The patient was transferred to the Department of Endocrinology at Odense University Hospital for further diagnostic workup and management of pituitary hormone deficiencies. Postoperatively, the patient was still affected by headache and visual deficits on ophthalmologic assessment. MRI showed regression of the pituitary mass (9 × 6 × 8 mm), but remnant pituitary tissue was located just below the optic chiasm (Fig. 1B). Pituitary hormone insufficiency of all anterior axes and diabetes insipidus was diagnosed, and treatment with hydrocortisone, levothyroxine, testosterone, growth hormone, and desmopressin was implemented.
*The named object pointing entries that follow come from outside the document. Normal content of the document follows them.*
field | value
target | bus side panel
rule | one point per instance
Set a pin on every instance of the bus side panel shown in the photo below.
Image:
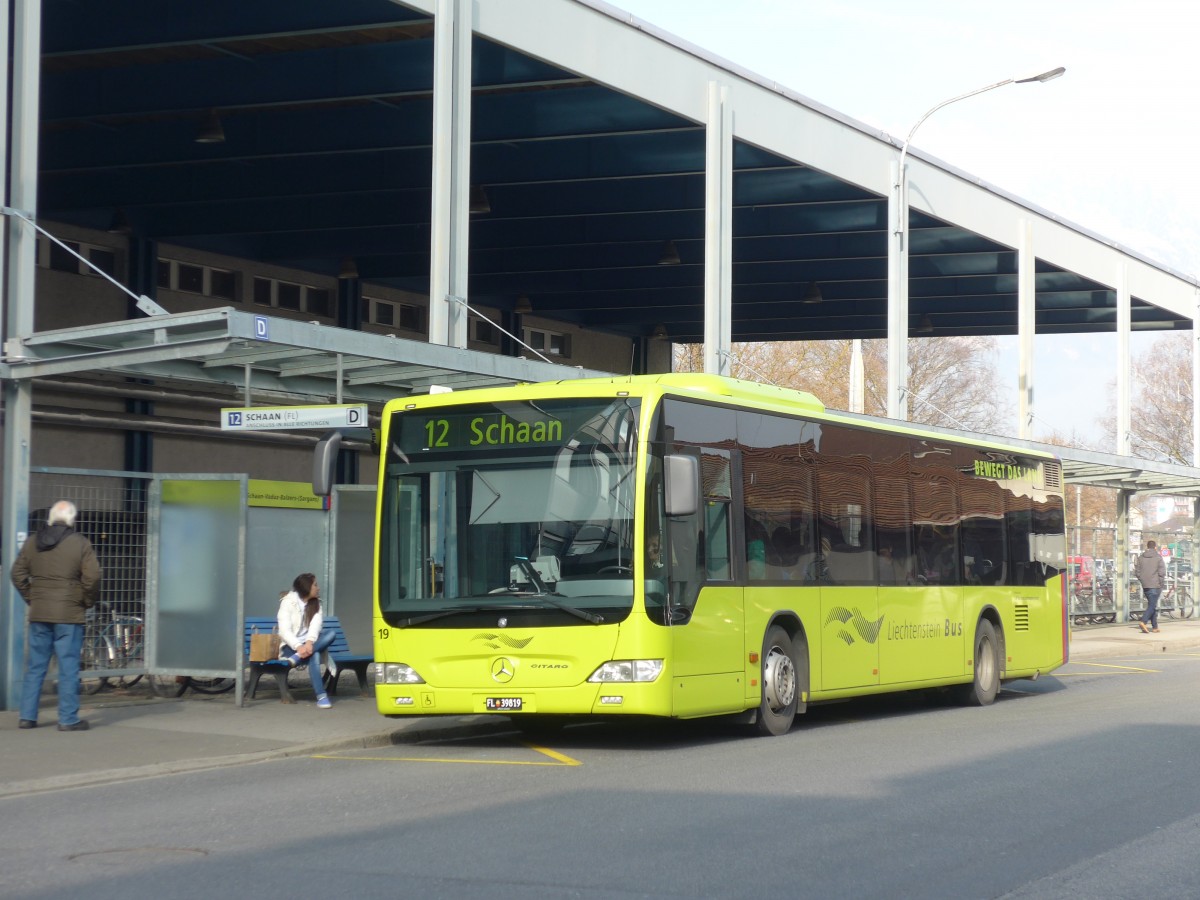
(850, 630)
(708, 670)
(1033, 629)
(923, 634)
(763, 604)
Endocrine evaluation did not support a hormone-producing adenoma. Sellar lymphoma is a very rare disease often related to immunodeficiency, for example HIV-related, or seen in immunocompetent patients who are over 60 years old [17]. Metastasis was not suspected; the patient did not suffer from cancer in another location. Workup for infectious and rheumatologic etiologies was not indicative of secondary hypophysitis, nor was drug-related infiltration of the pituitary gland a possible differential diagnosis. Final histological diagnosis showed lymphoid reaction with predominant CD20 positive B-cell infiltration and no sign of significant IgG4 involvement. The patient was diagnosed with autoimmune hypophysitis.

Ten months postoperatively, the patient reported impaired vision. MRI showed that the remnant tissue lifted and exerted pressure at the optic chiasm. Perimetry confirmed progression of visual field defects in the right eye and now involvement of the left eye. Because of progression of visual field defects, treatment with glucocorticoid pulse therapy was initiated: methylprednisolone 500 mg infusion for 3 days, followed by reduced prednisolone doses, that is, 37.5 mg per day. Follow-up MRI after 1 month of glucocorticoid treatment (11 months postoperatively) demonstrated significant reduction of the pituitary mass and decreased pressure at the optic chiasm. Perimetry was unchanged. Treatment with prednisolone continued for 3 months.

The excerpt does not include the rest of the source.